Director: David Robert Mitchell
Writer: David Robert Mitchell
Cast: Maika Monroe, Keir Gilchrist, Lili Sepe, Bailey Spry, Jake Weary, Daniel Zovatto
Part of: /slash Filmfestival
[Reviews by cornholio and Maynard Morrissey.]
Jay (Maika Monroe) has just started to date Hugh (Jake Weary) but after they sleep with each other for the first time, things start to go really wrong: Jay wakes up tied to a chair with a frantic Hugh explaining that he is sorry but he now passed a monster on to her. A monster that isn’t very fast, but it is inexorably coming. And when it reaches her, she is dead. Then he unceremoniously drops her off in front of her house and disappears. Jay is shaken and unsure whether she believes Hugh but soon there is no room left for doubt – and her fight for survival begins.
I really loved the idea of It Follows and the slow, inexorable approach of the monster is wonderfully set in scene and really, really creepy. Unfortunately nothing else about the film worked for me.
My biggest problem with the film was its soundtrack. I am not a person who pays overly much attention to them usually (though a particularly nice piece of music will usually catch my ear), but in this case it was so annoying and bad that it repeatedly jarred me out of the movie. Which didn’t help the film’s atmosphere at all and was annoying as hell for me.
It probably also contributed to the lengths the movie had in between. But you can’t blame everything on the soundtrack – especially not how incredibly stupid the protagonists often were (particularly in the showdown or with the high heels in the very first scene), or the plot holes (like – why not give it to somebody who flies to Australia or New Zealand.

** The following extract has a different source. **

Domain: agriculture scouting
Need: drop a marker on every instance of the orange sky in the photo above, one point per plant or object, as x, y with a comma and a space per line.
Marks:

Until the monster is there, it’s probably years), or the uncalled for amounts of boobies we got to see.
I also thought that their solution – to just pass the monster on to a sex worker – was incredibly callous, especially after they spent the entire film arguing about how it was immoral to just sleep with anybody and pass it on. Are sex workers somehow less human and less in need of protection? Apparently so.
At least they avoided to give sex a moral dimension – which they could easily have done. But the moral of the story is never “don’t ever have sex with anybody because then a monster will kill you”. That is something. It’s just not enough to make me like the film.